I put these questions to Gallagher, and to one of the experts in her book, Robert Desimone, a neuroscientist at MIT who has been doing experiments somewhat similar to my taxicab TV experience. He has been tracking the brain waves of macaque monkeys and human beings as they stare at video screens looking for some flashing patterns.

When something bright or novel flashes, it tends to automatically win the competition for the brain’s attention, but that involuntary bottom-up impulse can be voluntarily overridden through a top-down process that Desimone calls “biased competition”. He and colleagues have found that neurons in the prefrontal cortex — the brain’s planning center — start oscillating in unison and send signals directing the visual cortex to heed something else.

These oscillations, called gamma waves, are created by neurons’ firing on and off at the same time. But, these signals can have trouble getting through in a noisy environment.

“It takes lot of your prefrontal brain power to force yourself not to process a strong input like a television commercial”, said Desimone, the director of the McGovern Institute for Brain Research at MIT.

Now that neuroscientists have identified the brain’s synchronizing mechanism, they have started work on therapies to strengthen attention. In the current issue of Nature, researchers from MIT, Penn and Stanford report that they directly induced gamma waves in mice by shining pulses of laser light through tiny optical fibres onto genetically engineered neurons.

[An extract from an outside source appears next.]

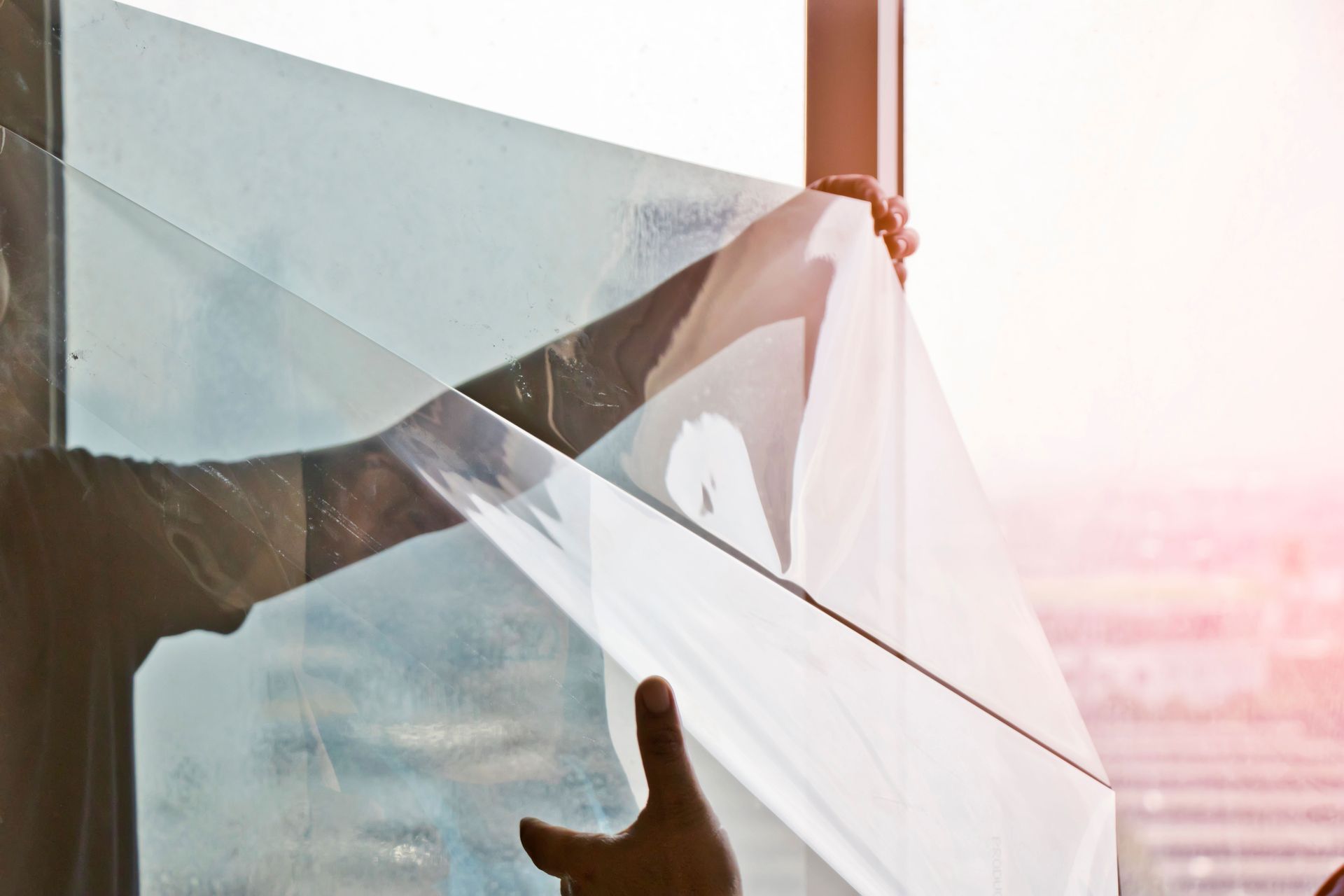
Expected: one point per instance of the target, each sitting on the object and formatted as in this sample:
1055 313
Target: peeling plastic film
436 601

Ultimately, Desimone said that it may be possible to improve your attention by using pulses of light to directly synchronize your neurons, a form of direct therapy that could help people with schizophrenia and attention-deficit problems.

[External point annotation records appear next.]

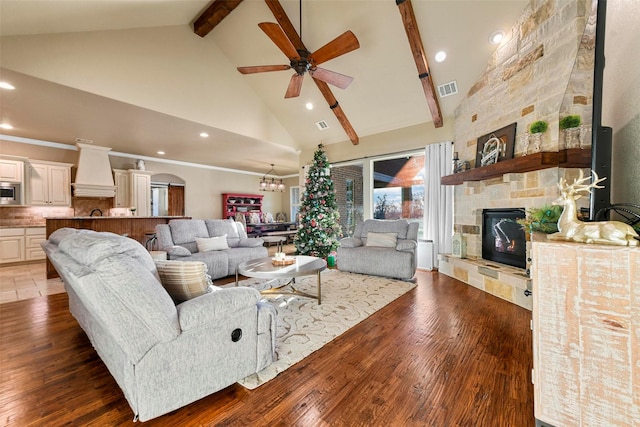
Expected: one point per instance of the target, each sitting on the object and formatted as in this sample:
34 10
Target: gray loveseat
390 251
178 239
161 355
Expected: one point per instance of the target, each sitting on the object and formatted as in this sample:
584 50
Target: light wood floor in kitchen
19 282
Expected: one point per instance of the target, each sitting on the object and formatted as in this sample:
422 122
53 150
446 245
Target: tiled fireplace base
500 280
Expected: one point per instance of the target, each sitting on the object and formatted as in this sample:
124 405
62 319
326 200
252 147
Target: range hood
93 177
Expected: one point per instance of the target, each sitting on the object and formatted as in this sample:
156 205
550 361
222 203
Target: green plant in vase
569 122
544 219
570 127
536 129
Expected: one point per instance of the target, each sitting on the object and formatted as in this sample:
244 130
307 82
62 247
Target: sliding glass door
398 188
382 188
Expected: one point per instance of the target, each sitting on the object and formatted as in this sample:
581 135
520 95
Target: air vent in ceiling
447 89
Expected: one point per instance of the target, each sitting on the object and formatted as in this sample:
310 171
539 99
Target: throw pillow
184 280
385 240
177 251
212 243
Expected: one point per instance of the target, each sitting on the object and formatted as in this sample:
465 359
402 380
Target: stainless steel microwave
10 193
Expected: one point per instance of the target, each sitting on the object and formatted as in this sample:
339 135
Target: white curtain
438 212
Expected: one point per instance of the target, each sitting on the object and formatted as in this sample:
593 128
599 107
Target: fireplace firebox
503 239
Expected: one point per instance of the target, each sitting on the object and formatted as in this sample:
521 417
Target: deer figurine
571 229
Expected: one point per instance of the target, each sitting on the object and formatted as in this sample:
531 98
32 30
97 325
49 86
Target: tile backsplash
27 216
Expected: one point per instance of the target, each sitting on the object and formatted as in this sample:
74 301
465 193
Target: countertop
22 226
110 217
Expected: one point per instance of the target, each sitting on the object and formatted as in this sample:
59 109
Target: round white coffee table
264 268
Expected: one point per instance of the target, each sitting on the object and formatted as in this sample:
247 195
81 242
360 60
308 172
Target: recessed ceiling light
496 37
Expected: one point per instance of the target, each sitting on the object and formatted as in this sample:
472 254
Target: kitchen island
135 227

In the nearer future, neuroscientists might also help you focus by observing your brain activity and providing biofeedback as you practice strengthening your concentration.

Gallagher advocates meditation to increase your focus, but she says there are also simpler ways to put the lessons of attention researchers to use. Once she learned how hard it was for the brain to avoid paying attention to sounds, particularly other people’s voices, she began carrying ear plugs with her.

She recommends starting your work day concentrating on your most important task for 90 minutes. At that point, your prefrontal cortex probably needs a rest, and you can answer e-mail, and sip caffeine before focusing again. But, until that first break, don’t get distracted by anything else, because it can take the brain 20 minutes to do the equivalent of re-booting after an interruption. “Multitasking is a myth,” Gallagher said.”You cannot do two things at once. The mechanism of attention is selection: it’s either this or that.”

“People don’t understand that attention is a finite resource, like money,” she said. “Do you want to invest your cognitive cash on endless net surfing or couch potatoing? You are constantly making choices, and your choices determine your experience.”

During her cancer treatment several years ago, Gallagher said, she managed to remain relatively cheerful by keeping in mind James’s mantra as well as a line from Milton: “The mind is its own place, and in itself, can make a heav’n of hell, a hell of heav’n.”

“When I woke up in the morning,” Gallagher said, “I’d ask myself: Do you want to lie here paying attention to the very good chance you’ll die and leave your children motherless, or do you want to get up and wash your face and pay attention to your work and your family and your friends? Hell or heaven — it’s your choice.”